В ответ на молчание собеседницы, Ваш добавляет,

«Адипан Балидор подумал…»

«Что думаешь ты, возлюбленный друг?»

В её словах по-прежнему нет упрёка.

Несмотря на это, Вэш чувствует, как более сильная боль возвращается к его свету.

Он рассматривает свои босые ступни на песке, пальцы ног сминают прохладные белые крупинки. Он представляет себе ракушки у себя под ногами, моллюсков, птичьи яйца, песчаных крабов.

Свет перед ним становится ярче, но теперь он представляет, что там облака.

Мрачные, тяжёлые предзнаменования сгущаются в его глазах, ожидая за пределами этого прекрасного пространства. Он ощущает тяжесть этих перемен, даже погружённый в живое, дышащее присутствие этого нетронутого уголка Барьера. Он наблюдает за крыльями птиц над головой, чувствует их индивидуальные души. Он чувствует на себе тяжесть ещё многих душ.

Он думает о вопросе своего старого друга.

Он думает о том, чего бы он хотел, если бы мог диктовать что-то на Земле.

Он думает о различиях там, внизу, по сравнению с тем, как они устроены здесь, наверху, где время не имеет значения.

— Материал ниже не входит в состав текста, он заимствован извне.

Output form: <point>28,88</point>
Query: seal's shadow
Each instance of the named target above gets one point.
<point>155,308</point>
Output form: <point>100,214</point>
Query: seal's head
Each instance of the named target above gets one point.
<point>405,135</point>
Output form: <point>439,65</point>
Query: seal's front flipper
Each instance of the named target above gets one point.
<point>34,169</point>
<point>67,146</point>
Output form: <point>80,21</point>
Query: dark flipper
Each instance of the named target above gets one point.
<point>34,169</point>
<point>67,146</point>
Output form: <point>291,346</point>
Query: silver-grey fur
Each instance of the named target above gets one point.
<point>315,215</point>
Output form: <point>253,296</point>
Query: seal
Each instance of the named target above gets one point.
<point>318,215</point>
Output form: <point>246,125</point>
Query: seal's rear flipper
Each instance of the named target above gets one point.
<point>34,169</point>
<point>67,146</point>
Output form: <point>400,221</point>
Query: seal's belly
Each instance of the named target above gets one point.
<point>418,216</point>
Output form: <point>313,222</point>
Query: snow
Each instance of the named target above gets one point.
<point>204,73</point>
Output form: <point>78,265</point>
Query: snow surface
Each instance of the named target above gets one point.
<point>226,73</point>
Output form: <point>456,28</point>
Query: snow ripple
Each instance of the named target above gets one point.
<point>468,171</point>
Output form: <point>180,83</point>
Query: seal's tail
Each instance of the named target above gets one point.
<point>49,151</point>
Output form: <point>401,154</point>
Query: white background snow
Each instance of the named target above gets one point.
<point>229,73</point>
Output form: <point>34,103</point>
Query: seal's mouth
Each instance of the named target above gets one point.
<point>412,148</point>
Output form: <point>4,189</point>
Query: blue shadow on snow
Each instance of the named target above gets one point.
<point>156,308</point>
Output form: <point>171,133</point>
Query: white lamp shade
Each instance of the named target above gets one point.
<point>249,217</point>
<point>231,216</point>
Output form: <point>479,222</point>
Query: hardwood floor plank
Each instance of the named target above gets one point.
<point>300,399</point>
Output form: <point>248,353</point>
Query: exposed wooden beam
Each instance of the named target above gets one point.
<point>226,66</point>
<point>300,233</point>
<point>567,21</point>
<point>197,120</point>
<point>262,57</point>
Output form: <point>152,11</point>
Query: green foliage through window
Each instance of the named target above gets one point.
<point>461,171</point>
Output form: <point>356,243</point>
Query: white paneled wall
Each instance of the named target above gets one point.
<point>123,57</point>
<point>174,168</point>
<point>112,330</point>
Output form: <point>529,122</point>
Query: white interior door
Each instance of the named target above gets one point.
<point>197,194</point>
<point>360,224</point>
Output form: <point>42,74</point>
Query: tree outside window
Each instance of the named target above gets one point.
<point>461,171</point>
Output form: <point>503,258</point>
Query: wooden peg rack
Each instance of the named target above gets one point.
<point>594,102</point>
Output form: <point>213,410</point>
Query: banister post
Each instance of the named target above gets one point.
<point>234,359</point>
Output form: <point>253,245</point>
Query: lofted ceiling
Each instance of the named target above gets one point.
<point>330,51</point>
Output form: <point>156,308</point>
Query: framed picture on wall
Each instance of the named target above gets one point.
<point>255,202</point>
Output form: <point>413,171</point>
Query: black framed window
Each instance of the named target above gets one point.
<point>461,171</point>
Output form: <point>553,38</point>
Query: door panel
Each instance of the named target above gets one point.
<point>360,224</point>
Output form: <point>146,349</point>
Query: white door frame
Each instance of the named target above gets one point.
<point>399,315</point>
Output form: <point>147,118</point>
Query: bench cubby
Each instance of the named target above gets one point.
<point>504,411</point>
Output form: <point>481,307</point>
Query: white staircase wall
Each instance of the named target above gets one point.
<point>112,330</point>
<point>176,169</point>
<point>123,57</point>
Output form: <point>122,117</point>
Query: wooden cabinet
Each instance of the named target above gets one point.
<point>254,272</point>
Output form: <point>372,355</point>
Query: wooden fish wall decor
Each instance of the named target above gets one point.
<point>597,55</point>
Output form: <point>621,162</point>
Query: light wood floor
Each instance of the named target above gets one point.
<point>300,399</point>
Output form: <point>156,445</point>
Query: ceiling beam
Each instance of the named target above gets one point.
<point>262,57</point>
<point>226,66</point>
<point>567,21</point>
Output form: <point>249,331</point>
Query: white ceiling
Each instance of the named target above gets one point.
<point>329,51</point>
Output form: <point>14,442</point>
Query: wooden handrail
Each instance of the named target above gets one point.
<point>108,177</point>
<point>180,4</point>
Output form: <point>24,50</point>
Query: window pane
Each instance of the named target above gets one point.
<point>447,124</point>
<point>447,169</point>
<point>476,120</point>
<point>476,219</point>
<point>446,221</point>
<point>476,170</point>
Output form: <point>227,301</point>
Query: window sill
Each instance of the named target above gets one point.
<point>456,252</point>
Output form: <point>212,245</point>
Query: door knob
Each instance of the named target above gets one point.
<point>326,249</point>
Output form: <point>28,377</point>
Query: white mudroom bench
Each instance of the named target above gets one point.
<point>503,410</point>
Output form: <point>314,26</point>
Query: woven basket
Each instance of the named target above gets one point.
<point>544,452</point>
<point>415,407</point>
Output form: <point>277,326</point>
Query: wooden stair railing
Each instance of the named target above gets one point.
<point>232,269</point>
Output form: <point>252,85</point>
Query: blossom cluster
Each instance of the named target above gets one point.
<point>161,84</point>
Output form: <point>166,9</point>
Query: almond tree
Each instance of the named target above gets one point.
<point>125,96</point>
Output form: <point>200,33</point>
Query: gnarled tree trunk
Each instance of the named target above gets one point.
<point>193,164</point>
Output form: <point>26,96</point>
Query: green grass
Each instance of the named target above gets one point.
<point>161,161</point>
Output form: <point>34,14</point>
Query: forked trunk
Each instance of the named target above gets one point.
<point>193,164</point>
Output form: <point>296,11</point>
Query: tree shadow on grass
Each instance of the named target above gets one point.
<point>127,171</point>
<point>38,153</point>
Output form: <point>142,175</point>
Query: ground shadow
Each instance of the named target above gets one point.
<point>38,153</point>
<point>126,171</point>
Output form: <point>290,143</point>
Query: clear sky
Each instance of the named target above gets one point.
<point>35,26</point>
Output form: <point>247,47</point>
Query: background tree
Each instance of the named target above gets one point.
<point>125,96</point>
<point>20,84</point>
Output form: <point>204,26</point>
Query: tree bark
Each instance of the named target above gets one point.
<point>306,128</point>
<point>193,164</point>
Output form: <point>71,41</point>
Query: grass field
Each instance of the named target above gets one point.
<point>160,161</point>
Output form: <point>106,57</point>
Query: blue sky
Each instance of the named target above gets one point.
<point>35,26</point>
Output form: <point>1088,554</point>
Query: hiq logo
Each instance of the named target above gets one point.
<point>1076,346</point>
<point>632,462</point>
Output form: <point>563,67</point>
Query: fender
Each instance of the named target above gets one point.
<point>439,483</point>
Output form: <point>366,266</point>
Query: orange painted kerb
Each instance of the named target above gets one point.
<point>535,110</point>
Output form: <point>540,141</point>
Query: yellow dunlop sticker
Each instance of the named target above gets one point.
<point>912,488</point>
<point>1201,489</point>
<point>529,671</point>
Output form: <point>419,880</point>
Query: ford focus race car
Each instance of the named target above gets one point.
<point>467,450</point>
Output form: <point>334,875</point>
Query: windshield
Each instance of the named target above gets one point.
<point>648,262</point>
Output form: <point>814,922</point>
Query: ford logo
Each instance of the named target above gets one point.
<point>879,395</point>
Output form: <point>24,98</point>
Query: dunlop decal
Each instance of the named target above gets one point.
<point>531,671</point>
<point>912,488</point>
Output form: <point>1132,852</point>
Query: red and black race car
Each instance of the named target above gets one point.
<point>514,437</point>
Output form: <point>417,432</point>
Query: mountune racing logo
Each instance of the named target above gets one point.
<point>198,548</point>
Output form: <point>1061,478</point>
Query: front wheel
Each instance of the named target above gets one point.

Где никто никогда не должен быть один.

«Я думаю, что брат Дигойз сейчас полностью выполняет ту роль, которую мы требуем от него в данный момент, — посылает он, вздыхая и что-то бормоча себе под нос. — Я думаю, нам больше не нужно беспокоиться о том, что он приблизится к ней преждевременно или переступит границы дозволенного в отношении её личности или её света. Я думаю, что он принял роль Стража в своё сердце и что он будет выполнять эту роль преданно и непоколебимо. Я думаю, он подтвердил своё обязательство быть воином света, ради бескорыстных целей… ради самого Моста».

Он чувствует молчание своей подруги, даже когда она говорит.

«Это всё, что имеет значение?»

Вэш снова вздыхает.

«Это всё, что сейчас может иметь значение», — говорит он.

«Даже если он вредит себе в этой роли? — мягко спрашивает она. — Даже если он небрежен к своему сердцу? Своему телу? Даже если он считает, что он ничего не стоит, кроме этой роли?»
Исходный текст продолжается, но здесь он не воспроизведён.